Polisi P.I.D itu lalu memeriksa kolong tempat tidur – Ratna Djoeami terbangun -, dapur, kamar mandi, dan tak menemukan siapa-siapa, karena memang tak ada yang bersembunyi di rumah itu.

“Siapa yang Tuan cari?”

“Besok tentu Tuan akan tahu siapa yang kami cari.”

Asmara Hadi menebak, yang dicari pastilah Adam Malik. Dan dia cemas. Ini bukan penangkapan yang pertama. Dua tahun sebelumnya, pada bulan Mei 1939, Belanda juga menangkapi para aktivis pejuang, juga mereka yang berjuang lewat tulisan. Asmara Hadi termasuk salah seorang yang ditangkap.

Siang tadi, kawan-kawannya di kantor pun mencemaskan itu.

“Sauadara-saudara tak usah kuatir. Saya tidak akan ditangkap…” kata Asmara Hadi kepada kawan-kawannya. Tapi kini, justru dia yang dihinggapi kecemasan.

Ratna Djoeami sejak tadi telah terbangun. Duduk di tepian ranjang. Tapi sedikit pun ia tak tampak cemas atau takut. Ia telah jadi kuat dan terbiasa, ditempa selama masa-masa pembuangan bersama ayah dan ibu angkatnya Sukarno dan Inggit di Ende dan Bengkulu. Meskipun demikian, Asmara Hadi mendekatinya dan memeluk. Mungkin untuk memenangkan dirinya sendiri. Juga sebagai permintaan maaf.

*

              Lewat pukul satu, 10 Desember 1941, manteri polisi Djoemadjidin datang ke kantor “Pemandangan” untuk menangkap Asmara Hadi. Apa yang ia cemaskan sejak tadi malam terjadi juga. Ia berusaha tegar ketika berpamitan dengan kawan-kawan sekantor. Ia dinaikkan ke mobil polisi dan diberi kesempatan untuk singgah ke rumahnya.

Ratna Djoeami baru saja pulang dari sekolah.

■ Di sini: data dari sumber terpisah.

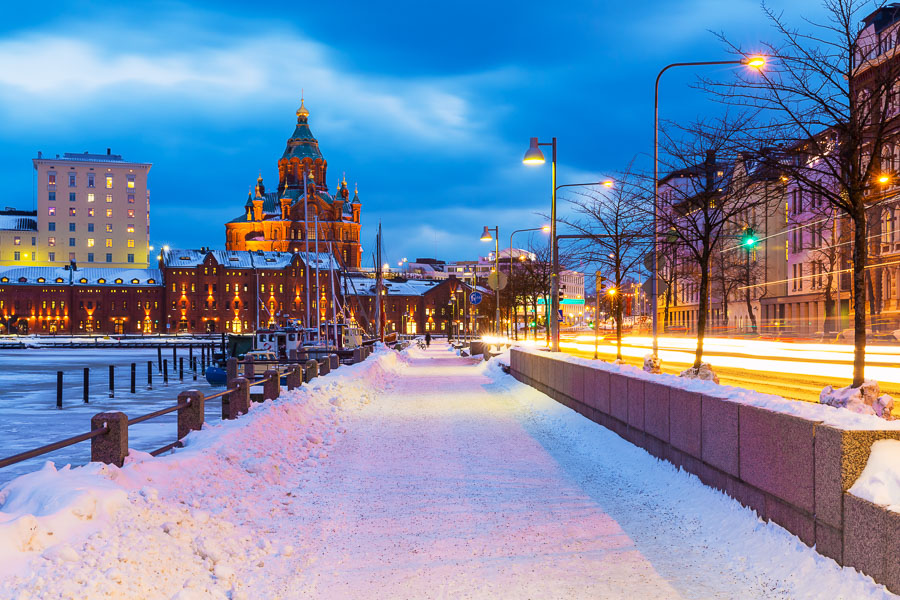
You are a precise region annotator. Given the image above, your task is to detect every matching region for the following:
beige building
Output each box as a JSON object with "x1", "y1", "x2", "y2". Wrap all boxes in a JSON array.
[{"x1": 0, "y1": 149, "x2": 151, "y2": 268}]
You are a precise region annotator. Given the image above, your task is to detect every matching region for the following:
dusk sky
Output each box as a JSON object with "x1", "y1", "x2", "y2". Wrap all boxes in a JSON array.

“Saya akan diperiksa. Mungkin akan ditahan beberapa hari,” kata Hadi kepada istrinya. “Pergilah kepada Mr. Soemanang dan Mr. Sartono, kabarkan bahwa saya ditangkap, mintalah pada mereka agar berusaha supaya saya dilepaskan.”

Hadi juga meminta Ratna mengirim telegram ke Bengkulu, telegram untuk Bu Inggit dan Sukarno. Ratna dengan tenang menyiapkan apa yang kira-kira diperlukan oleh suaminya dalam tahanan. Sabun, sikat gigi, dan beberapa pakaian.

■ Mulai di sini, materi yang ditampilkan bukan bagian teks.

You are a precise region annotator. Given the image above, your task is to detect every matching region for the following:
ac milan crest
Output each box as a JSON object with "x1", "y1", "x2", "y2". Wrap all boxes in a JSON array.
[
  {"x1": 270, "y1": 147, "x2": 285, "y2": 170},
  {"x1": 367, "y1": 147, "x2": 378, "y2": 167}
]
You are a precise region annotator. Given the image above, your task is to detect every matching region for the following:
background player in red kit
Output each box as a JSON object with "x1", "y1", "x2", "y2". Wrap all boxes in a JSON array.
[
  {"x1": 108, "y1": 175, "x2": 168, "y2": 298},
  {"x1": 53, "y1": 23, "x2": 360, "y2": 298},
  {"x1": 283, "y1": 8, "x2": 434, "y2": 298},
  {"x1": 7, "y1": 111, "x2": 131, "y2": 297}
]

“Kamu jangan bersusah hati benar. Tuhan senantiasa melindungi kita,” kata Hadi.

Hadi lalu mencium dahi istrinya.

“Mas, saya sepertinya mulai hamil…,” kata Ratna, lalu seperti menyesal mengucapkan itu. Ia takut kabar itu menambah beban di dalam hati dan pikiran suaminya.

Hadi masih sempat melihat istrinya, ketika mobil mulai bergerak. Kapan aku akan kembali kepada istriku? Apakah aku sempat mendampinginya melahirkan? Apakah aku bisa mengazankan anak kami yang nanti lahir?

Hadi mengira ia akan dibawa ke kantor pusat P.I.D.. Ternyata mobil membawanya ke sebuah gedung di depan Stasiun Gambir, sebuah tempat yang ia tahu sebelumnya dipakai sebagai gudang. Ia digeledah. Kertas dan alat tulis disita. Uang? Tak boleh lebih dari 10 rupiah. Setelah memastikan tak ada barang terlarang dan barang berbahaya lainnya pada orang yang baru ditahan itu petugas membawa dia masuk.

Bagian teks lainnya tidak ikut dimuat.